We don’t want you in the dark, friends, about how hard it was when all this came down on us in Asia province. It was so bad we didn’t think we were going to make it. We felt like we’d been sent to death row, that it was all over for us. As it turned out, it was the best thing that could have happened. Instead of trusting in our own strength or wits to get out of it, we were forced to trust God totally—not a bad idea since he’s the God who raises the dead! And he did it, rescued us from certain doom. And he’ll do it again, rescuing us as many times as we need rescuing. (2 Corinthians 1:8-10 The Message)
What happened to Paul in the province of Asia? Was there an attempt on his life? Did he suffer some punishing malady? No one knows for sure. What we do know is that Paul said, “it was the best thing that could have happened.” Why? Because God used the trying time to deepen Paul’s faith.
As Paul trusted God, he discovered that God (who raises the dead) would employ that power to rescue him again and again—as many times as he needed rescuing.
Where are you experiencing a "downer" in life? There is an upside to it. Like Paul you can say, “it was the best thing that could have happened.” This change in perspective occurs as you learn to trust that God really is working in your life in the midst of your challenge.

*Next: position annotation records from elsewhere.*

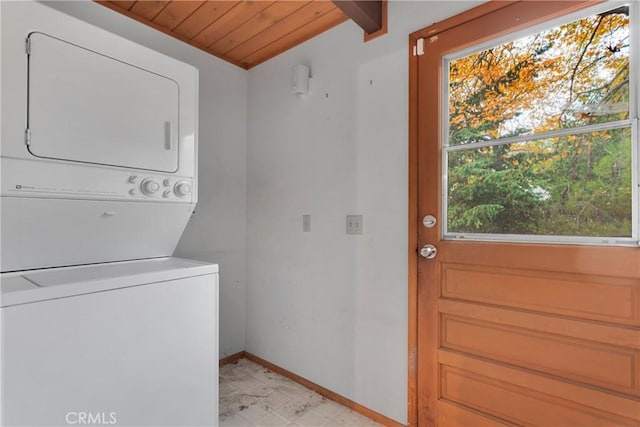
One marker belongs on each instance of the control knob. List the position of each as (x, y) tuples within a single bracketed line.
[(182, 188), (149, 187)]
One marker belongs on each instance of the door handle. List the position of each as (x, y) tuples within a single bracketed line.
[(428, 252)]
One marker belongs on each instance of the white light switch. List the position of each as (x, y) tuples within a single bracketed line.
[(354, 224)]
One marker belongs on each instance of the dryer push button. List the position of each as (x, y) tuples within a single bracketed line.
[(182, 189), (149, 187)]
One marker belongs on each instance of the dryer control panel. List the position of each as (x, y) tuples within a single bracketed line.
[(21, 178), (149, 186)]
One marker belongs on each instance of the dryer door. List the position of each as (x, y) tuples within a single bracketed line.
[(91, 108)]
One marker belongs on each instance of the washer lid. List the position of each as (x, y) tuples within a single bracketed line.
[(39, 285), (88, 107)]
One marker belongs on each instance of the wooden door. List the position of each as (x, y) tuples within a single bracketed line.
[(531, 334)]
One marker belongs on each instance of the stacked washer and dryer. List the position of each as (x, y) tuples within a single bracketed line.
[(100, 324)]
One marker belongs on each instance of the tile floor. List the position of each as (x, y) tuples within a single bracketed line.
[(251, 395)]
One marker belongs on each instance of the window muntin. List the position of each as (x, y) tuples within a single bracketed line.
[(539, 138)]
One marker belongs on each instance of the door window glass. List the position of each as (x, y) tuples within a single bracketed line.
[(540, 135)]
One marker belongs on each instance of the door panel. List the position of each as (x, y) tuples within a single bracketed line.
[(517, 333)]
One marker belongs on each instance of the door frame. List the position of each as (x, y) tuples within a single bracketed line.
[(414, 290)]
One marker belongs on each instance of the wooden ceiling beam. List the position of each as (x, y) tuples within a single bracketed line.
[(366, 13)]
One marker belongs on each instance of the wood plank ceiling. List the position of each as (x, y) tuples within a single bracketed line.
[(245, 33)]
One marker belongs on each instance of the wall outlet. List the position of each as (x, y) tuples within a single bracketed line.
[(306, 223), (354, 224)]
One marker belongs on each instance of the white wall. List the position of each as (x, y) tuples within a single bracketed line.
[(328, 306), (217, 230)]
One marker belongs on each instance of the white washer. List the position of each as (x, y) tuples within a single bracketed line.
[(128, 343)]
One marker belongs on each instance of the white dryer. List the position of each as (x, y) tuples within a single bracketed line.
[(98, 163)]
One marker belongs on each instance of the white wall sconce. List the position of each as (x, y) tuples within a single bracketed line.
[(300, 80)]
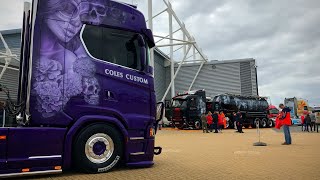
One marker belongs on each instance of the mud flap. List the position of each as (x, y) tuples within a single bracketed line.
[(157, 150)]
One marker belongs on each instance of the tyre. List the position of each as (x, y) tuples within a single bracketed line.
[(97, 148), (235, 125), (197, 125), (270, 123), (178, 124), (264, 123), (256, 123)]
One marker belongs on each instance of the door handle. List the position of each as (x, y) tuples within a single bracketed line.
[(109, 95)]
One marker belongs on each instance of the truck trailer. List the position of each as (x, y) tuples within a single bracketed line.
[(86, 95), (186, 109), (254, 109)]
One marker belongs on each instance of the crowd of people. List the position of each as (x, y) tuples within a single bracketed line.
[(217, 121), (308, 120)]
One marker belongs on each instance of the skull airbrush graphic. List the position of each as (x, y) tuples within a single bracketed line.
[(62, 69)]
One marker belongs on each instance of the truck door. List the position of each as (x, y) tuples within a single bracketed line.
[(3, 147), (124, 88)]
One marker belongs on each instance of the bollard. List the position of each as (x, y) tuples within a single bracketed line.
[(259, 143)]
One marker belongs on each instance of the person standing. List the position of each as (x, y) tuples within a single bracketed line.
[(286, 122), (204, 123), (240, 122), (209, 121), (313, 121), (317, 114), (302, 122), (220, 122), (235, 120), (307, 121), (215, 118), (224, 120)]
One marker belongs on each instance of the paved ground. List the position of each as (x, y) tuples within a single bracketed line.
[(227, 155)]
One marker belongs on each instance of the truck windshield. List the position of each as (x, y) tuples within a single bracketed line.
[(112, 45), (274, 111), (179, 103)]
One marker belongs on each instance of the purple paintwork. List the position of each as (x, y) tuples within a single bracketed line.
[(69, 88), (99, 147)]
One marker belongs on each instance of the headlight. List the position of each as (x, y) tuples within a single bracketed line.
[(152, 132)]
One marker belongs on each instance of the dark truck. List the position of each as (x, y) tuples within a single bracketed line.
[(86, 90), (186, 109), (254, 109)]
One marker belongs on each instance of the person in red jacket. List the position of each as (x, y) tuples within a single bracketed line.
[(286, 123), (302, 122), (210, 121), (220, 122)]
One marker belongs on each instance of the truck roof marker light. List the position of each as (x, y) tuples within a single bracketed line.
[(57, 167), (25, 170)]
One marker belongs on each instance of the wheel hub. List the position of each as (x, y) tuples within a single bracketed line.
[(99, 148)]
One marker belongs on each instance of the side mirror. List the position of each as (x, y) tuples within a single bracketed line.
[(143, 51), (160, 111), (150, 70), (149, 37)]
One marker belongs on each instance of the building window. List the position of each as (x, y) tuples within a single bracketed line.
[(112, 45)]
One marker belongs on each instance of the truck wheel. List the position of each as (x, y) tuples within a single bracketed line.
[(197, 125), (98, 148), (256, 123), (264, 123), (179, 125), (270, 123)]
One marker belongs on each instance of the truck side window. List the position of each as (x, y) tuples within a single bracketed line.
[(112, 45)]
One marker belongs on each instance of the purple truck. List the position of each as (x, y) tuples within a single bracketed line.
[(86, 95)]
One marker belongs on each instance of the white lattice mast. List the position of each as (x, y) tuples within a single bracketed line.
[(186, 44)]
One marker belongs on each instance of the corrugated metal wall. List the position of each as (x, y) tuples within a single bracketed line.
[(11, 77), (236, 77), (159, 76), (245, 77)]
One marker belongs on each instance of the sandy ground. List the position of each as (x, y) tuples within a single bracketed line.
[(227, 155)]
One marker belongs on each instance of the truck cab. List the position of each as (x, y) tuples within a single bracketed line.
[(187, 109), (86, 91)]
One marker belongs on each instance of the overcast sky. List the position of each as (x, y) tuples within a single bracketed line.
[(282, 35)]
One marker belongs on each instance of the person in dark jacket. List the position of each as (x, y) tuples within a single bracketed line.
[(236, 119), (307, 121), (286, 123), (215, 121), (204, 123), (240, 122)]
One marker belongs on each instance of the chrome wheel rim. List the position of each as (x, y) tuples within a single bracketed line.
[(99, 148)]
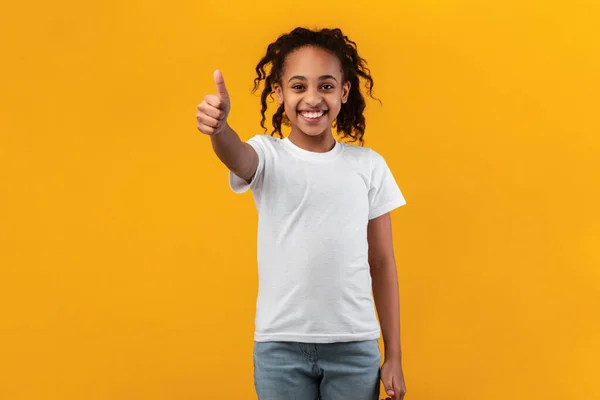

Sometimes it is hard to think of God at work when difficulties arrive. Anxiety, like some swashbuckling pirate, is making too much noise. But Spurgeon is right, "anxiety . . . only empties today of it's strengths." My task is not necessarily to fight the anxious thought, but to look to God through all the dust of emotions, to learn to rest in the fact that is there and that he is at work on my behalf -- because he is!
Here's an idea. Why not take something on your desk or work space and turn it upside down today as your reminder that God promises to bring an upside to your down times.
He has that kind of power. He loves you that much.